のっちが室内の微かな音に気がついて目を覚ますと、ゆかがキッチンに立っているのがぼんやりと確認出来た。コンタクトを外した裸眼では、ぼんやりとしか確認出来ないゆかの姿が、のっちには儚げに思えた。
朝食を済まし、身支度を整え、2人でゆかの部屋を出る。そしてのっちの愛車である、真っ黒の自転車にのっちが跨ると、当たり前のようにゆかはうしろに乗った。のっちの腹部に腕を回して、背中に身体を預けるように密着させても、のっちは何も言わなかった。
「ねえー、のっち。」
先ほどから、何ものっちは言葉を発していない。暫く様子を窺っていたゆかだが、痺れを切らしてその背中に話しかけた。応答はない。のっちは無言で自転車を漕ぎ続ける。
「……昨日、嫌じゃった…?」
ぴたりとくっついた身体から、聞こえた声はのっちがまだ知らない弱いゆかだった。その声を聞いたのっちは、何だか罰が悪くなって、「嫌じゃなかった。」と小さく答えた。
「ただ、恥ずかしかっただけ。」
「ほんと?」
「本当。」
「ゆかのこと嫌いになってない?」
「ならないよ。」
「何で?」
「わかんない。ゆかちゃんのことが好きだから?」
「そっか。」
会話が終わり、再び無言のまま自転車は進む。この大通りを進んでいけば、2人の通う高校へと着く。ちらほら、同じ制服を身に纏った学生を見かけるようになった。

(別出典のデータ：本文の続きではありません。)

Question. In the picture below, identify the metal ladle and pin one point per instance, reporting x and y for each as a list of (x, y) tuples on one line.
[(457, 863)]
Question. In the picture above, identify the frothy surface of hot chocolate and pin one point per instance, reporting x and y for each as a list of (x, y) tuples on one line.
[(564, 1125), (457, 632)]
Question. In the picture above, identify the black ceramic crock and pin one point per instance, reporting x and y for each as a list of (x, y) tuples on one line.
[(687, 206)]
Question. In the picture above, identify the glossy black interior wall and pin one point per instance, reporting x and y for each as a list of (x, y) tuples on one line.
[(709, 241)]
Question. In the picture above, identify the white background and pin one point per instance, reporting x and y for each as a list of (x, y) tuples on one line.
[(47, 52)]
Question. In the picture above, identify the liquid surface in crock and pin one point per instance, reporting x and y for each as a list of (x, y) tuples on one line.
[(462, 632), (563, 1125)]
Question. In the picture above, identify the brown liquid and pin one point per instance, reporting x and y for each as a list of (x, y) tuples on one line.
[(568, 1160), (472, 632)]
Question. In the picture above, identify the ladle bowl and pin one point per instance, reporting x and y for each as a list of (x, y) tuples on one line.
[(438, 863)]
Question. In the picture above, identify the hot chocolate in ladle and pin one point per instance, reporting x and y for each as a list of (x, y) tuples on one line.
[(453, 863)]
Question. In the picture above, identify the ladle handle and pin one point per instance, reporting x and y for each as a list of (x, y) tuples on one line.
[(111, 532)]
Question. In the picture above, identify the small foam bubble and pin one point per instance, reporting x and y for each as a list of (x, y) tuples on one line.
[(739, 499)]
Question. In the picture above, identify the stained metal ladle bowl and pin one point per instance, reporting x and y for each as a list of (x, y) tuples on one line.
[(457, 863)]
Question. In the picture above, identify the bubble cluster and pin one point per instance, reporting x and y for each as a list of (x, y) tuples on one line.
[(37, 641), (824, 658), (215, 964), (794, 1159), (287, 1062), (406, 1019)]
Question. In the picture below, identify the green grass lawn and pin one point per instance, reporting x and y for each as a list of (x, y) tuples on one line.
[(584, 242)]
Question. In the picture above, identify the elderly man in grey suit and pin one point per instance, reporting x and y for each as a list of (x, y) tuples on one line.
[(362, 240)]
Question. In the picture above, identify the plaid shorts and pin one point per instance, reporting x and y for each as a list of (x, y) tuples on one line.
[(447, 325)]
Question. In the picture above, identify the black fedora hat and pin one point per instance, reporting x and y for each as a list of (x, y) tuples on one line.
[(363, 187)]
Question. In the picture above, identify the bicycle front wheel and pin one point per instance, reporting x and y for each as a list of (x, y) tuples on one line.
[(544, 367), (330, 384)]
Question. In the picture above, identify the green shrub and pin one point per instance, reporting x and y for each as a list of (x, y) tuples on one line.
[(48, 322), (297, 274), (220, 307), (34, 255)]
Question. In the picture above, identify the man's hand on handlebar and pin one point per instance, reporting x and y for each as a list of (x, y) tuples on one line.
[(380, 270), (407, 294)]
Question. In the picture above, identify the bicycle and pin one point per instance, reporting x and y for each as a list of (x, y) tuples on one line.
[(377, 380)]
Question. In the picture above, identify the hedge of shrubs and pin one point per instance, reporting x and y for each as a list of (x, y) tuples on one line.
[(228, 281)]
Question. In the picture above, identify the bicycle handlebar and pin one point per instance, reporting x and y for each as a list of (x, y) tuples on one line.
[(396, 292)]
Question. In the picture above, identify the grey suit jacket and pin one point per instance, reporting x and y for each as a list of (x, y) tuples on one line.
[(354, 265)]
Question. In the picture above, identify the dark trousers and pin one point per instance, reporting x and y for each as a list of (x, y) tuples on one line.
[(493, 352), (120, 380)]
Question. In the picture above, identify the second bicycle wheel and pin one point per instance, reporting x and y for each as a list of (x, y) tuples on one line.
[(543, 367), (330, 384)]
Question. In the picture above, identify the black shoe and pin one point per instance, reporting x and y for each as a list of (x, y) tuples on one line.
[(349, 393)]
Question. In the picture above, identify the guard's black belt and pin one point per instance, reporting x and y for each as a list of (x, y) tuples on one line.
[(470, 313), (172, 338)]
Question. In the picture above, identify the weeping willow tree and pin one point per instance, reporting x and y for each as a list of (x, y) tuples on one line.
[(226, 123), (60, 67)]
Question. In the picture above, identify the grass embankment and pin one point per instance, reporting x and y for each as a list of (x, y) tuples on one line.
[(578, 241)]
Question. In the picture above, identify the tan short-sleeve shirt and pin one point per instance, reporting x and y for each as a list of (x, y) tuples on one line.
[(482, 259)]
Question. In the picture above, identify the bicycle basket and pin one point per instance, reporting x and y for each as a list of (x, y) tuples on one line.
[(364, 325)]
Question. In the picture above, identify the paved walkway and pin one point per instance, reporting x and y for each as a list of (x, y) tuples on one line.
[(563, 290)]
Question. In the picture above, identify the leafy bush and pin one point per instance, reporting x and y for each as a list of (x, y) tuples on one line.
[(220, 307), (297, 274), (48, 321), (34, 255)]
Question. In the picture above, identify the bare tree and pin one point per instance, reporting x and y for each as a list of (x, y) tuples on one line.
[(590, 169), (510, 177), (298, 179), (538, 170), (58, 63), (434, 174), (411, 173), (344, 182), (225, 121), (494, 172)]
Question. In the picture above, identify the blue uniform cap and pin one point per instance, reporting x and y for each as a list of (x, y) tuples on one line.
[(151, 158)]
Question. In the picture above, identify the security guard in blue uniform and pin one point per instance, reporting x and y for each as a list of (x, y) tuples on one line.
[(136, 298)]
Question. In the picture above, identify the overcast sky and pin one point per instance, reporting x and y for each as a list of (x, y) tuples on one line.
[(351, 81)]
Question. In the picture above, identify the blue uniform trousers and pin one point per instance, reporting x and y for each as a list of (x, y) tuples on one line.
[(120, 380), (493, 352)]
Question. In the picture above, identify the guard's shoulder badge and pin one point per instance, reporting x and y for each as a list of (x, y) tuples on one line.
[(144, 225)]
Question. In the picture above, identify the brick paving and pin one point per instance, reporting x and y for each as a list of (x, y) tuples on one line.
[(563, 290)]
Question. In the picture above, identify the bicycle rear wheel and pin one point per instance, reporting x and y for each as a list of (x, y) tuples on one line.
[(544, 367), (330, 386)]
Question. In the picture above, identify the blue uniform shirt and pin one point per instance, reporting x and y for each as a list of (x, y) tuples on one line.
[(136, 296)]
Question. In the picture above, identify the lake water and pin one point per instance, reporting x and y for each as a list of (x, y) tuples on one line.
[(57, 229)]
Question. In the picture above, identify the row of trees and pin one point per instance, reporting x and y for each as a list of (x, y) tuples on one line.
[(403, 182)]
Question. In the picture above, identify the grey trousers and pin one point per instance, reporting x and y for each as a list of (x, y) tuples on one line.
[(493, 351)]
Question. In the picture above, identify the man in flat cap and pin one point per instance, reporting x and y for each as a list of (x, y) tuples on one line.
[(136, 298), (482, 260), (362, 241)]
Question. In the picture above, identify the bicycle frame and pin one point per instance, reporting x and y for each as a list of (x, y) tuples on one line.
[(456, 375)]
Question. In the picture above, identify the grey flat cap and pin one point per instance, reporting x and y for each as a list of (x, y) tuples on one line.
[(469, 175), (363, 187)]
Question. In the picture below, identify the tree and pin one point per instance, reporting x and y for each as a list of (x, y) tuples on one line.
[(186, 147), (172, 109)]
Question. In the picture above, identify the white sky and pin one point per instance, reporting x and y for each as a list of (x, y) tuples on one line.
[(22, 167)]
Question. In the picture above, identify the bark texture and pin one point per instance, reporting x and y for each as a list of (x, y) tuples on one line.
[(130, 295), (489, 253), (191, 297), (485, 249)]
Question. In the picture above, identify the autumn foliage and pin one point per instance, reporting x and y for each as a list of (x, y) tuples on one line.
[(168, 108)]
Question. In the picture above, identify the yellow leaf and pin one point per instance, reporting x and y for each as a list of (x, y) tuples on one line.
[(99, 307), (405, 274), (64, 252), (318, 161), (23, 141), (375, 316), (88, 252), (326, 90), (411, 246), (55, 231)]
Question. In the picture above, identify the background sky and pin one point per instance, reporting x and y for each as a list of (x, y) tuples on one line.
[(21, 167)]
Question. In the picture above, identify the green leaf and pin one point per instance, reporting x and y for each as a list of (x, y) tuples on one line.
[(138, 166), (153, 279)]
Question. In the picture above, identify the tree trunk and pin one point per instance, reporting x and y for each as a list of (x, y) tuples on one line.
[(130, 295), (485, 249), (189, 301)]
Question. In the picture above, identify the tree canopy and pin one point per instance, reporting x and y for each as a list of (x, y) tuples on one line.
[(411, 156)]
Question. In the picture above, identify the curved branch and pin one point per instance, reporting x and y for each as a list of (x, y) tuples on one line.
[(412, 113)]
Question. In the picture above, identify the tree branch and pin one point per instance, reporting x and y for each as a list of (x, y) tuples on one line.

すると、のっちの視界に、とあるカップルが入った。あ〜ちゃんと、松本だった。のっちは気付いた、2人の手が繋がっていることを。うしろに乗っているゆかに、それを悟られないように、あ〜ちゃんに、うしろにゆかを乗せていることが気付かれないように、のっちはペダルを踏む足を強めた。急に早まった速度に、思わずゆかはのっちの後頭部を見た。不思議に思って、のっちの身体で見えなかった前方をちらりと身体を覗かせて確認する。ゆかが身体を少し乗り出したとき、ちょうど、あ〜ちゃんと松本の横を、のっちとゆかの乗る自転車が追い抜いていった。そのとき、ゆかの視線は、確かにあ〜ちゃんと交わった。通り過ぎたあとも、2人の表情は、何とも言えない表情をしていた。松本が、あ〜ちゃんに「聞いてる?」と尋ねて、やっとあ〜ちゃんの視線はゆかから離れた。
「のっち。」
「ん?」
「もっと自転車丁寧に漕ぎんさいよ。速い!」
「あー…ごめんごめん。」
のっちは、平謝りをした。ゆかは、それに気付いていながら何も触れなかった。
自転車置場に着いたところで、やっとゆかは自転車のうしろから降りる。乱れたスカートの折目を整えて「ありがと。」とにこりとお礼を言った。
「今日、どうするん?」
「ご飯一緒に食べるよ。」
「そうじゃなくて、夜。」
てっきり昼休みのことだと思い込んでいたのっちは、目を丸くしてゆかを見た。
「ゆかんち来るん? 帰るん?」
「あー…。」
「どっちなん?」
「…いこっかな。」
のっちが間を置いて返事をすると、ゆかは口元を弛ませながら「じゃあ帰りにスーパー寄ってね。」とだけ告げて、スタスタと自分だけ先に教室に向かった。そんなゆかのあとを、慌てて愛車に鍵をかけて追いかけて行く姿は、まるで飼い犬のようだった。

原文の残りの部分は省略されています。